The semi-autonomous approach depends on humans being able to actually understand what an AI agent did and why. That’s much more possible when the system is built on open components, such as open agent scaffolding, open rule engines, and auditable decision logs and traces, than when it’s a black box. The “human in the loop” is only meaningful if the human can see into the loop.

Companies don’t have to build these capabilities entirely from scratch. There’s a rich open-source ecosystem of security tooling, including vulnerability scanners, intrusion detection systems, log analyzers, and fuzzing frameworks, that AI agents can be integrated with.
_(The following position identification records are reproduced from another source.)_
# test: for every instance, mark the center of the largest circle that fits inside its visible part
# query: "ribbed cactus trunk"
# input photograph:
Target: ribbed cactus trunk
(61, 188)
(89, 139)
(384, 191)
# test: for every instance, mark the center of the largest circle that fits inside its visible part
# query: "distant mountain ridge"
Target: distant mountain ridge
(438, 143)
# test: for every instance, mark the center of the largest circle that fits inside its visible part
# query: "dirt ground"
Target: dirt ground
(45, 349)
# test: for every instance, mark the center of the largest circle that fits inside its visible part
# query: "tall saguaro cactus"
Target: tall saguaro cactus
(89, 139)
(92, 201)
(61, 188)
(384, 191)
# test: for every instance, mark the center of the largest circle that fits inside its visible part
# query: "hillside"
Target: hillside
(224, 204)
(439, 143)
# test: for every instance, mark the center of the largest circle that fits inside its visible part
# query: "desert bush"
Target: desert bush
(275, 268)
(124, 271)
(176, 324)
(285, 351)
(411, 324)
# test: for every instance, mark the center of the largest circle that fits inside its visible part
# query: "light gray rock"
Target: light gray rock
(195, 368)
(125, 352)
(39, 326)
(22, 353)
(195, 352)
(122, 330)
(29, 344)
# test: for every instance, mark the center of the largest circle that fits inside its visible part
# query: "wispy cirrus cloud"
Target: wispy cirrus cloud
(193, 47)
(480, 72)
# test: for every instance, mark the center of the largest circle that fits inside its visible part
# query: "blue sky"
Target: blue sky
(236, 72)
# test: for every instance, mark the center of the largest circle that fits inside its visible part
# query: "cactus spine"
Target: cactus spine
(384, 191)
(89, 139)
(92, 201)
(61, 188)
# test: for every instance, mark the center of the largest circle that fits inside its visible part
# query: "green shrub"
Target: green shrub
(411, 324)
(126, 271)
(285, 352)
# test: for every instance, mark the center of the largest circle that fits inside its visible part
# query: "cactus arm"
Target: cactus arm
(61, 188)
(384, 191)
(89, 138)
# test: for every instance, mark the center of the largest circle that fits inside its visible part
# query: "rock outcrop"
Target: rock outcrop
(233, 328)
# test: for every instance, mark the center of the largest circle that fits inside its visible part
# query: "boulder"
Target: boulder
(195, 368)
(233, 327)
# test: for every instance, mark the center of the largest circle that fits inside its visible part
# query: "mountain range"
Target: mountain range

Why This Matters Especially for High-Stakes Organizations

For high-stakes organizations, starting from open, auditable foundations means security teams can actually inspect how their monitoring works, rather than trusting a single vendor’s claims. This is particularly important where sensitive data and processes are involved, and where sensitive material should generally not be flowing through external AI providers. Open systems can be rigorously analyzed by in-house security professionals, fine-tuned on an organizations’s own secure data, modified to produce organization-specific oversight mechanisms, and run entirely within an organization’s own infrastructure, keeping everything behind appropriate firewalls.

The Path Forward

Attackers will develop models that take advantage of vulnerabilities. A significant part of the answer is leaning into transparent practices: open security reviews, published threat models, shared vulnerability databases, and open tooling that any team can adopt. The alternative of each organization trying to secure itself in isolation with proprietary tools doesn’t scale against attackers who are coordinating and sharing techniques in their own communities.

The future of AI cybersecurity will be shaped less by any single model and more by the ecosystems that surround them. Openness provides defenders with the visibility, the control, the community, and the shared infrastructure to stay ahead.